Liz, the “Eastern Red Cedar” is most assuredly native to Oklahoma. I grew up in Arkansas and the woods is done filled with them. I’m also a trained and licensed arborist. The “Red Cedar” is actually a juniper and is native across most of the central United States. Tell yer kids not to climb in them! The sap is near impossible to get out of yer hair! And them needles down yer shirt – itches like crazy. Take care.

Dave Wendt
June 5, 2013 7:50 pm

Meanwhile on the political front
http://hotair.com/archives/2013/06/05/forest-service-chief-to-congress-climate-change-is-responsible-for-all-of-these-wildfires-you-know/
” Well, according to Mr. Tidwell:
America’s wildfire season lasts two months longer than it did 40 years ago and burns up twice as much land as it did in those earlier days because of the hotter, drier conditions produced by climate change, the country’s forest service chief told Congress on Tuesday.
“Hotter, drier, a longer fire season, and lot more homes that we have to deal with,” Tidwell told the Guardian following his appearance. “We are going to continue to have large wildfires.” …
Climate change was a key driver of those bigger, more explosive fires. Earlier snow-melt, higher temperatures and drought created optimum fire conditions. …
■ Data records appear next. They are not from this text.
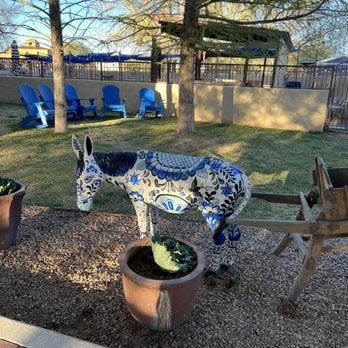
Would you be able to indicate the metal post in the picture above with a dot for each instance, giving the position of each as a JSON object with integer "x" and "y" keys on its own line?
{"x": 263, "y": 72}
{"x": 274, "y": 71}
{"x": 168, "y": 71}
{"x": 245, "y": 71}
{"x": 41, "y": 68}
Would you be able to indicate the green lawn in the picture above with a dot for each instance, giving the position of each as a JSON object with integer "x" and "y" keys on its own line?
{"x": 276, "y": 161}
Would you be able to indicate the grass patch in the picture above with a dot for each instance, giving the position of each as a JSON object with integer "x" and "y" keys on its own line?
{"x": 276, "y": 161}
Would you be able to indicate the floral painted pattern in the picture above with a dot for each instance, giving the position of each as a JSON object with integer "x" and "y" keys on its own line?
{"x": 173, "y": 183}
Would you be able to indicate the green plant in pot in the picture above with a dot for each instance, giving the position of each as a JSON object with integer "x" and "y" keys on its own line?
{"x": 11, "y": 196}
{"x": 161, "y": 277}
{"x": 172, "y": 255}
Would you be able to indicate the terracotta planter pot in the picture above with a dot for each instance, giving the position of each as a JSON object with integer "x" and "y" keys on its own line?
{"x": 10, "y": 216}
{"x": 159, "y": 305}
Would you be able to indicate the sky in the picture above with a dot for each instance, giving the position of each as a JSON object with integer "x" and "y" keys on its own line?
{"x": 99, "y": 30}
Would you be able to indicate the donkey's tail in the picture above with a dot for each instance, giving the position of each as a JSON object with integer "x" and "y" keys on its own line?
{"x": 247, "y": 195}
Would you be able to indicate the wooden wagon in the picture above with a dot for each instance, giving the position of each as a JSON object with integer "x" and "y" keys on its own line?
{"x": 308, "y": 232}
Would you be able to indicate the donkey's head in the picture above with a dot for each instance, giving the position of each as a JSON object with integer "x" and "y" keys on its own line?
{"x": 89, "y": 176}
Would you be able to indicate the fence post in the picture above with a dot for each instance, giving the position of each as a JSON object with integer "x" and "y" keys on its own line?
{"x": 274, "y": 72}
{"x": 263, "y": 72}
{"x": 168, "y": 71}
{"x": 41, "y": 68}
{"x": 245, "y": 71}
{"x": 101, "y": 70}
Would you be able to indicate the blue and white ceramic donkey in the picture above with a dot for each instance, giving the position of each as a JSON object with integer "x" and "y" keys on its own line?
{"x": 169, "y": 182}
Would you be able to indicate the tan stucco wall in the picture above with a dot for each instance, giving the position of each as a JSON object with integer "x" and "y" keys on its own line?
{"x": 280, "y": 108}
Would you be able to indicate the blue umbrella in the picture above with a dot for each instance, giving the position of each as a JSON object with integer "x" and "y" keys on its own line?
{"x": 15, "y": 63}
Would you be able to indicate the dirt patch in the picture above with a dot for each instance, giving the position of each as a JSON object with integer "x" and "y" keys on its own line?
{"x": 63, "y": 274}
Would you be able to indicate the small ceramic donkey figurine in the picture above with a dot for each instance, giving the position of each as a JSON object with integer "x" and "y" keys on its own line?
{"x": 169, "y": 182}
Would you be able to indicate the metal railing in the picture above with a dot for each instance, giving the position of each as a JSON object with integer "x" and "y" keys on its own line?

“This is a product of having a longer fire season, and having hotter, drier conditions so that the fuels dry out faster. So when we get a start that escapes initial attack, these fires become explosive in that they become so large so fast that it really limits our ability to do anything.” …”…
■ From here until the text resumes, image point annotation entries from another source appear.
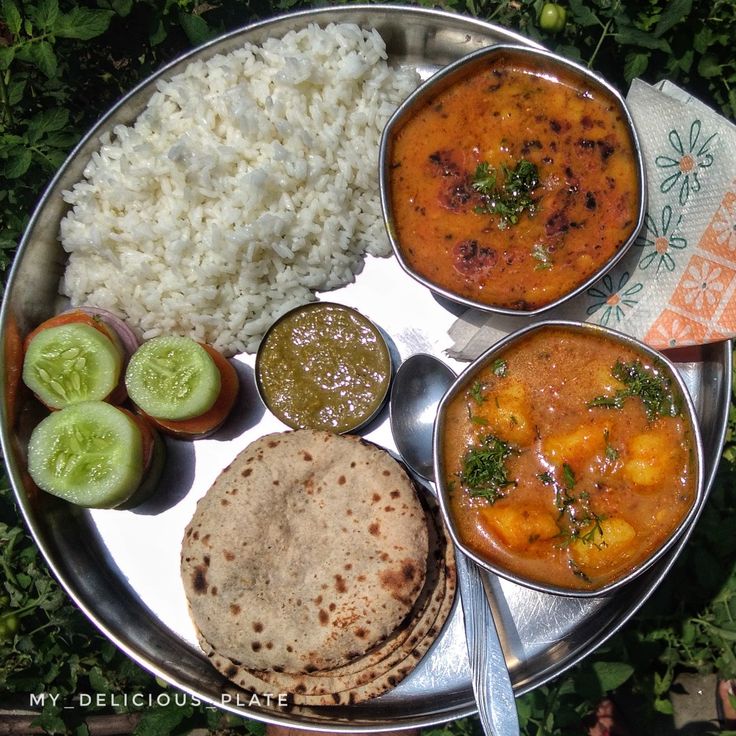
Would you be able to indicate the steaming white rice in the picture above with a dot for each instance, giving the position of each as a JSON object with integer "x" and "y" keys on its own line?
{"x": 249, "y": 182}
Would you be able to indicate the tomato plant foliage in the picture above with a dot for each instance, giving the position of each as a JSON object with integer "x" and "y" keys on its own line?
{"x": 63, "y": 63}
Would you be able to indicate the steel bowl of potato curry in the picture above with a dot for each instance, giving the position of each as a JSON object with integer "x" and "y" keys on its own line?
{"x": 511, "y": 180}
{"x": 568, "y": 458}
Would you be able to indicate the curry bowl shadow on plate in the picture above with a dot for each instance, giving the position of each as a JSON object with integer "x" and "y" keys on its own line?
{"x": 568, "y": 458}
{"x": 511, "y": 180}
{"x": 324, "y": 366}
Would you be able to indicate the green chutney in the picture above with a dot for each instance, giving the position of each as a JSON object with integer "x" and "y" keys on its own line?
{"x": 323, "y": 366}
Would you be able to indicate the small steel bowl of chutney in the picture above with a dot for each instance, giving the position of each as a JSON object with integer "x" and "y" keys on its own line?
{"x": 511, "y": 180}
{"x": 324, "y": 366}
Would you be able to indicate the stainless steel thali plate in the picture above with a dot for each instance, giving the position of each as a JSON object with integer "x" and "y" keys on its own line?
{"x": 122, "y": 567}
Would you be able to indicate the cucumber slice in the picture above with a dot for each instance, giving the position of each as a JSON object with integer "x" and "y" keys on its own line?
{"x": 90, "y": 454}
{"x": 71, "y": 363}
{"x": 172, "y": 378}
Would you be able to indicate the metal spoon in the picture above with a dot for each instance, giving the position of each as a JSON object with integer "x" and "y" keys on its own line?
{"x": 418, "y": 387}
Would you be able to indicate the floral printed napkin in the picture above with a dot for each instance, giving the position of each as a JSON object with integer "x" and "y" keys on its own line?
{"x": 677, "y": 285}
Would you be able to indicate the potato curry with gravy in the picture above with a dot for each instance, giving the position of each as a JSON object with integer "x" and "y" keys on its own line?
{"x": 569, "y": 459}
{"x": 515, "y": 185}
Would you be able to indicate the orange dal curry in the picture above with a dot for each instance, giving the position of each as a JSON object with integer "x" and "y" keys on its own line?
{"x": 584, "y": 206}
{"x": 558, "y": 470}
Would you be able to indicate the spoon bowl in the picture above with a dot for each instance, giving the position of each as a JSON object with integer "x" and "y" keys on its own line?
{"x": 418, "y": 387}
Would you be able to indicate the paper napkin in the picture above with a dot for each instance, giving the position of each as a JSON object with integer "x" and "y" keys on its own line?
{"x": 676, "y": 286}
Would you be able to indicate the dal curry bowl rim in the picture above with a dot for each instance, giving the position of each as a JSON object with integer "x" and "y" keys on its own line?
{"x": 688, "y": 412}
{"x": 445, "y": 78}
{"x": 383, "y": 342}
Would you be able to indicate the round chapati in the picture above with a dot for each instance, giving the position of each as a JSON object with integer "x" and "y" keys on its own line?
{"x": 378, "y": 670}
{"x": 309, "y": 550}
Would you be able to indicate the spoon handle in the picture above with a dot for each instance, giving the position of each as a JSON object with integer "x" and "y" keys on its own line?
{"x": 494, "y": 693}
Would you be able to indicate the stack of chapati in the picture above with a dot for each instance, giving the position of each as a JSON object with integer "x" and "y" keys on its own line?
{"x": 313, "y": 568}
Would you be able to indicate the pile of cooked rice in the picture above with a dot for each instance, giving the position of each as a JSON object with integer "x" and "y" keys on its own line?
{"x": 249, "y": 182}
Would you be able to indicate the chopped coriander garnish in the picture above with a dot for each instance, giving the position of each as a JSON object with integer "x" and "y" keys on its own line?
{"x": 476, "y": 392}
{"x": 652, "y": 387}
{"x": 510, "y": 199}
{"x": 484, "y": 472}
{"x": 499, "y": 367}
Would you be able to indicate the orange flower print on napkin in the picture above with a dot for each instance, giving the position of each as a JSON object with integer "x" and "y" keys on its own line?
{"x": 702, "y": 287}
{"x": 719, "y": 237}
{"x": 671, "y": 330}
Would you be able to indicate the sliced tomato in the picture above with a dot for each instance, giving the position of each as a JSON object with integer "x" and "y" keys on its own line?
{"x": 205, "y": 424}
{"x": 13, "y": 359}
{"x": 154, "y": 459}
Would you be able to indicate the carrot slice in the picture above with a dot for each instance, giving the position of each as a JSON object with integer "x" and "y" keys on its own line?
{"x": 212, "y": 419}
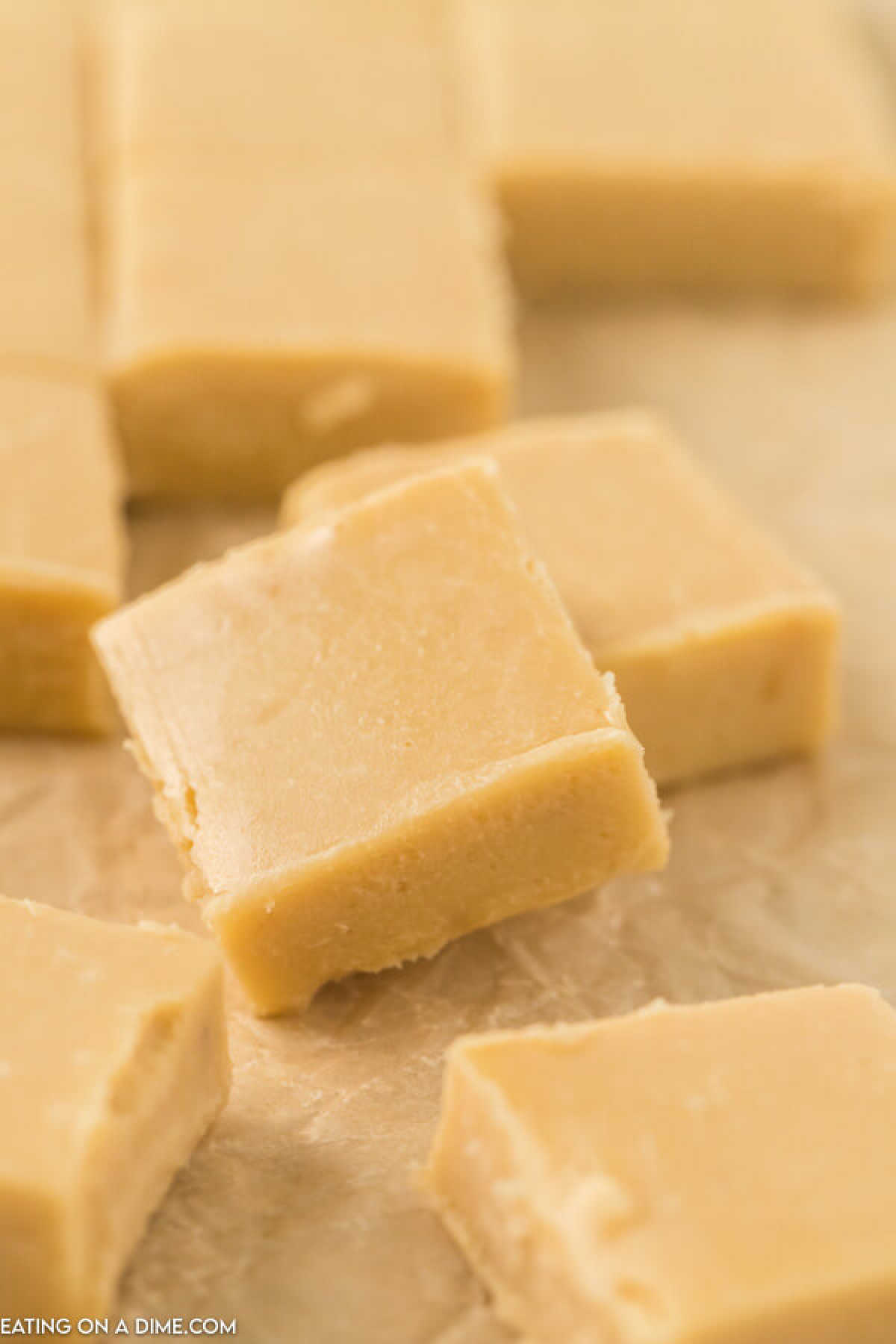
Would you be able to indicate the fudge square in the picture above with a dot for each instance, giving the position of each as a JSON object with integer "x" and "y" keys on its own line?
{"x": 371, "y": 735}
{"x": 723, "y": 648}
{"x": 638, "y": 144}
{"x": 704, "y": 1175}
{"x": 60, "y": 553}
{"x": 113, "y": 1063}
“The federal government, via the Department of Interior, the Department of Agriculture, et al, has been meticulously imposing restrictive land-use policies across the country for years — rules of which environmentalists are particularly fond, since they can often effectively ban most productive human activity from certain areas in the ostensible effort to protect some threatened species or other. This prevents a lot of the logging and grazing activities that would otherwise thin out forests; American forests’ tree density has been on the rise, which in turn puts a strain on the water supply in a given region.
“”Water depletion from afforestation — the establishment of trees or tree stands where none previously were — is the unintended consequence of a wildly popular federal policy. For millenniums, fires set by lightning or Native Americans limited forest stocks to roughly a few dozen trees per acre. All that changed after the nationally terrifying Big Blowup wildfires of 1910, which led the United States to in effect declare war on wildfire. The government’s wartime-like tactics included security watchtowers, propaganda, aerial bombing and color-coded threat alerts. Uncle Sam trained elite Hotshot and Smokejumper crews to snuff out enemy flames. Congress annually funded the war effort with an emergency blank check, now $2.5 billion.””…
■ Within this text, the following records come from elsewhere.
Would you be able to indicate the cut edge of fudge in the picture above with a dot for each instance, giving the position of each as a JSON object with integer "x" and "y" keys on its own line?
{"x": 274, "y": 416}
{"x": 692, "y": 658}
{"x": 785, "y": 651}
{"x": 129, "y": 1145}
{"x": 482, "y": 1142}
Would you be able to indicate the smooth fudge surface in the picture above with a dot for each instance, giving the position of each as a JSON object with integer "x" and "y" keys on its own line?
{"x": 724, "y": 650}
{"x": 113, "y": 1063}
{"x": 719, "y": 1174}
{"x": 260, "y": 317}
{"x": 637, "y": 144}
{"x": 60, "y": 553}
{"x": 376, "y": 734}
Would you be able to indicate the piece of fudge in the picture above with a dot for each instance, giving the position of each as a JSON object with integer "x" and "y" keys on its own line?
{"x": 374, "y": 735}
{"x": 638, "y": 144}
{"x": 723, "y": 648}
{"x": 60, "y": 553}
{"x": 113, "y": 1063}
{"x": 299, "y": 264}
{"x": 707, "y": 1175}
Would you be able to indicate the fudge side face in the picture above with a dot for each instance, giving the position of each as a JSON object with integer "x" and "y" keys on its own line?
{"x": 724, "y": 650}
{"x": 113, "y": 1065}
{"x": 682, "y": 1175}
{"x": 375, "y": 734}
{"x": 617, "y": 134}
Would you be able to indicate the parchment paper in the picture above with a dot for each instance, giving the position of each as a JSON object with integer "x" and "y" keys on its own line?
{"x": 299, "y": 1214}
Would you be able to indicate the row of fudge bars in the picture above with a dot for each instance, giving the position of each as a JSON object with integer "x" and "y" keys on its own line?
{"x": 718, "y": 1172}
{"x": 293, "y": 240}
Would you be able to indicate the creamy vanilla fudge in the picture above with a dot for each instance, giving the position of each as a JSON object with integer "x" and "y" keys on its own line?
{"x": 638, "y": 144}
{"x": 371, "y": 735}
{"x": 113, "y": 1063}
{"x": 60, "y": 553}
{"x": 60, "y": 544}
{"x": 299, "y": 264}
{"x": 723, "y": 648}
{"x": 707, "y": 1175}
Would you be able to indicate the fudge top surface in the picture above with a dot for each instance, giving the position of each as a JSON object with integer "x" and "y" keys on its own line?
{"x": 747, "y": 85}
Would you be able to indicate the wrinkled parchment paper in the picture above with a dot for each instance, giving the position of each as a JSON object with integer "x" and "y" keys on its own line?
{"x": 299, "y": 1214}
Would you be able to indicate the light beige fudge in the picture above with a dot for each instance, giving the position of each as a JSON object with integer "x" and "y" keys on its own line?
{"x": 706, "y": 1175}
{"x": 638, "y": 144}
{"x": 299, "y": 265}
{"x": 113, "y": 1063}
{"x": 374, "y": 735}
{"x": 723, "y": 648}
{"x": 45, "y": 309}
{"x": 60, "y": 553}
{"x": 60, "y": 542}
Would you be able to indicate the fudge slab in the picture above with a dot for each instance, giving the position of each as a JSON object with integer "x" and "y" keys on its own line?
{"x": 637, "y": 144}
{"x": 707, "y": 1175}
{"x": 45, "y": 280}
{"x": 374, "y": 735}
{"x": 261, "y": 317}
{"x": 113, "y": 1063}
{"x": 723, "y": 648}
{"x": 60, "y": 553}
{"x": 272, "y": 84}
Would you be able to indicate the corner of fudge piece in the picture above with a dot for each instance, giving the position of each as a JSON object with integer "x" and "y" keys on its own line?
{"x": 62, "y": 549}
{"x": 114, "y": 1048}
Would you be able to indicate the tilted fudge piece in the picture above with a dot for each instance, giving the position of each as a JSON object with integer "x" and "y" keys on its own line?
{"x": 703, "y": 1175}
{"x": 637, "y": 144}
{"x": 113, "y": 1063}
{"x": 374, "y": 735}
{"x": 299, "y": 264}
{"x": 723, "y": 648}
“First, the past century of fire suppression has resulted in roughly 112 to 172 more trees per acre in high-elevation forests of the West. That’s a fivefold increase from the pre-settlement era.”..
“While environmentalist groups continue to clamor for more big government as the supposed solution to environmental problems, the federal government has managed to orchestrate a century of awful policy that has turned America’s public lands into increasingly dry fuel — and yet bureaucrats so often manage to overlook that fact when they are hurrying to pin our heightened fire-risk problems entirely on the politically convenient excuse of climate change.”